Between January and November 2016, landlords liquidated 314 retail property-backed loans totaling about $3.5 billion— an 11% surge from the same period a year earlier, according to data from Morningstar Credit Ratings. The liquidations resulted in a loss of $1.68 billion.
“We’re seeing a boatload of these kinds of properties coming to market,” said James Hull, managing principal of Augusta, Ga.-based Hull Property Group, which bought five malls from foreclosure sales in 2016, told The Wall Street Journal. “There have been some draconian losses for the enclosed-mall business.”
The industry's biggest and best capitalized players, including Simon, CBL and Taubman Centers, have walked away from malls they decided were not profitable enough.
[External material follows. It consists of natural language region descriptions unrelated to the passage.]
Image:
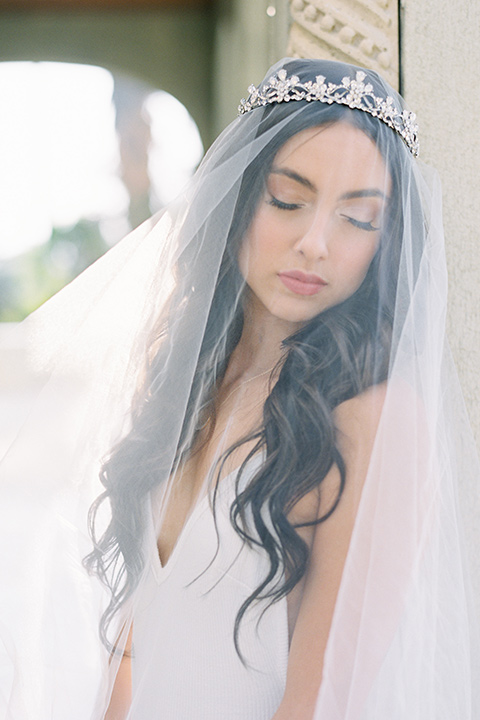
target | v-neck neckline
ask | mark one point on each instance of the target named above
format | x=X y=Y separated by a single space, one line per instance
x=163 y=570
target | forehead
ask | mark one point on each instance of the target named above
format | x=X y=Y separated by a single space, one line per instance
x=332 y=154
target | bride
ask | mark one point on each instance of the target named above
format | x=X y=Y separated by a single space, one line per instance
x=277 y=421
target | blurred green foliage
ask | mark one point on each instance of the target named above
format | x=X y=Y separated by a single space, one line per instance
x=27 y=280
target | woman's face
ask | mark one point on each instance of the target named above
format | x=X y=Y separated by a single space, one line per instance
x=318 y=223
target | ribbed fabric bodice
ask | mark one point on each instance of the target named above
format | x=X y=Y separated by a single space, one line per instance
x=185 y=666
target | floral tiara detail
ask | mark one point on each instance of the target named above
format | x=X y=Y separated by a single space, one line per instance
x=352 y=92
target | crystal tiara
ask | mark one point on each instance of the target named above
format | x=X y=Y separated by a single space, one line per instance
x=352 y=92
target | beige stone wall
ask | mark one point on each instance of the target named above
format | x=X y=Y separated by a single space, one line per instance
x=441 y=66
x=362 y=32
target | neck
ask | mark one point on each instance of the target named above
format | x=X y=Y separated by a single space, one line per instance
x=260 y=346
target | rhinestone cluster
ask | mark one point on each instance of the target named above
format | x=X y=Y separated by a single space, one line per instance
x=352 y=92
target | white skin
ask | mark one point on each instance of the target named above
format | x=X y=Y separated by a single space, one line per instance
x=321 y=214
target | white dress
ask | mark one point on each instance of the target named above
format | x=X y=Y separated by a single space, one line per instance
x=185 y=666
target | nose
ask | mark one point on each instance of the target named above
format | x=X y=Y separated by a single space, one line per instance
x=313 y=238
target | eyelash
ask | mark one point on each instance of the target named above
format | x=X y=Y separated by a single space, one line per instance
x=281 y=205
x=368 y=226
x=362 y=225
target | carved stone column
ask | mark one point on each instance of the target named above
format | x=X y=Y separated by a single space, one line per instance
x=362 y=32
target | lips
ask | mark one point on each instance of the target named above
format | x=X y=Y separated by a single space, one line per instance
x=302 y=283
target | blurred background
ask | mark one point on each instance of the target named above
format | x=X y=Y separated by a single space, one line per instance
x=107 y=108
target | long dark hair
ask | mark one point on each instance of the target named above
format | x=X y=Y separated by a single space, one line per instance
x=333 y=357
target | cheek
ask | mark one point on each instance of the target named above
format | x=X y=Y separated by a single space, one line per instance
x=360 y=261
x=260 y=246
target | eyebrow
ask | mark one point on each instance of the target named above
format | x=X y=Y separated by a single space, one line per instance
x=294 y=176
x=352 y=195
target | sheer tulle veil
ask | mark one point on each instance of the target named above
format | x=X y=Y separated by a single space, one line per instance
x=403 y=642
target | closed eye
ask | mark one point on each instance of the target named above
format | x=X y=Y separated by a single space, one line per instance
x=360 y=224
x=281 y=205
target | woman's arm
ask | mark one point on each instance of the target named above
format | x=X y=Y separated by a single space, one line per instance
x=357 y=422
x=121 y=697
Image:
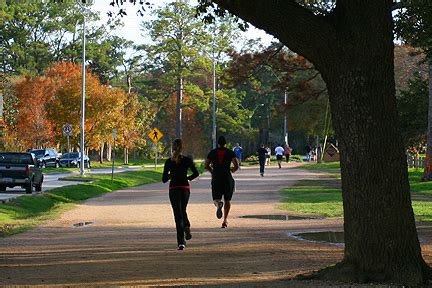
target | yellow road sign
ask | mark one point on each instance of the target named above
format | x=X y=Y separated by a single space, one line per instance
x=155 y=135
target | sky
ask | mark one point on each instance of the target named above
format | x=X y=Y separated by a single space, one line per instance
x=131 y=30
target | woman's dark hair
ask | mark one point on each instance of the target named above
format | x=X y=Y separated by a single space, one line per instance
x=177 y=149
x=221 y=141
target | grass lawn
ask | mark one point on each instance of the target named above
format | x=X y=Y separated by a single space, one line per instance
x=120 y=162
x=30 y=210
x=324 y=198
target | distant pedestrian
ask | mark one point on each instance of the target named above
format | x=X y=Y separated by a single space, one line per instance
x=238 y=150
x=287 y=152
x=218 y=163
x=262 y=156
x=268 y=155
x=279 y=151
x=176 y=169
x=308 y=153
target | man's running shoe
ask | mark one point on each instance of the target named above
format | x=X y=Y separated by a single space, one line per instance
x=188 y=236
x=219 y=210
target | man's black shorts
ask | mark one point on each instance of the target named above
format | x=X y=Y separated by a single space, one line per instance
x=223 y=187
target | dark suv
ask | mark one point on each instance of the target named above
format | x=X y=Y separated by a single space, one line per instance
x=46 y=157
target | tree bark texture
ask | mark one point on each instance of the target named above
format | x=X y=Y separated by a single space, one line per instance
x=427 y=175
x=353 y=50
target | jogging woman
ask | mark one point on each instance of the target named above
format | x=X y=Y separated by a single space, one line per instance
x=176 y=169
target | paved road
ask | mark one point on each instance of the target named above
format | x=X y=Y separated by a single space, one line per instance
x=131 y=240
x=51 y=181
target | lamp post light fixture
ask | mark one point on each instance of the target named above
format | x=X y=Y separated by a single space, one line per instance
x=83 y=4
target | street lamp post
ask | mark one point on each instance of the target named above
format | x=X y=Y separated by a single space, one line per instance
x=285 y=118
x=81 y=3
x=214 y=104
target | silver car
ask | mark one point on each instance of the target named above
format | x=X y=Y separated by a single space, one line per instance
x=73 y=159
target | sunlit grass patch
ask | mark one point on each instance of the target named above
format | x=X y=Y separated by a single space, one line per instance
x=28 y=211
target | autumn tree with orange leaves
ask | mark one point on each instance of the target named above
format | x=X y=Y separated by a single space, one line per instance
x=48 y=102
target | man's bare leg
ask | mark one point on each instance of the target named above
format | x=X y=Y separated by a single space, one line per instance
x=226 y=212
x=219 y=204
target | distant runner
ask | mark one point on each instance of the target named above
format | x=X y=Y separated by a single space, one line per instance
x=279 y=151
x=176 y=169
x=237 y=150
x=218 y=163
x=262 y=156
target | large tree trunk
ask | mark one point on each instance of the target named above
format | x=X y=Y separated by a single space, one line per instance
x=353 y=50
x=427 y=175
x=380 y=235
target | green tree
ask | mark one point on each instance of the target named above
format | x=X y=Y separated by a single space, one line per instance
x=352 y=47
x=177 y=36
x=413 y=112
x=414 y=25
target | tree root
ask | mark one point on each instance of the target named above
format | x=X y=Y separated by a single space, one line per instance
x=344 y=272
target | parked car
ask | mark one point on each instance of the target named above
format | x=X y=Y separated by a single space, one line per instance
x=20 y=169
x=73 y=159
x=47 y=157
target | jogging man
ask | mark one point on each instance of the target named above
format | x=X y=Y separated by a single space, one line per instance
x=237 y=150
x=262 y=157
x=218 y=163
x=279 y=151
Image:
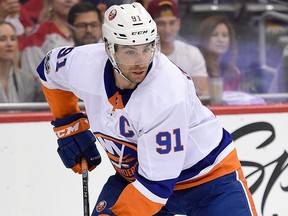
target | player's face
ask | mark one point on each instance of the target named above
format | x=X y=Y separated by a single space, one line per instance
x=167 y=28
x=133 y=61
x=87 y=28
x=8 y=43
x=219 y=40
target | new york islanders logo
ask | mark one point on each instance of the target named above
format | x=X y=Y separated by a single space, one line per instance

For example, CBL bragged to investors about shaving $95.4 million in debt fomr its balance sheet by letting lenders foreclose on Gulf Coast Town Center in Fort Myers, Fla., which it owned in a joint venture.
“It doesn’t negatively impact their corporate credit quality,” Steven Marks, head of Fitch Ratings’ U.S. REIT group, told the Journal. “If anything, we oftentimes view these transactions positively, as it indicates financial discipline to not commit corporate capital towards failing or uneconomic investments.”
In Pittsburgh, Wells Fargo bought the former Pittsburgh Mills mall for only $100. That seems like a deal, until you figure that the property's previous owners, Mills Corp. and Zamias Services owe the bank $143 million on the property.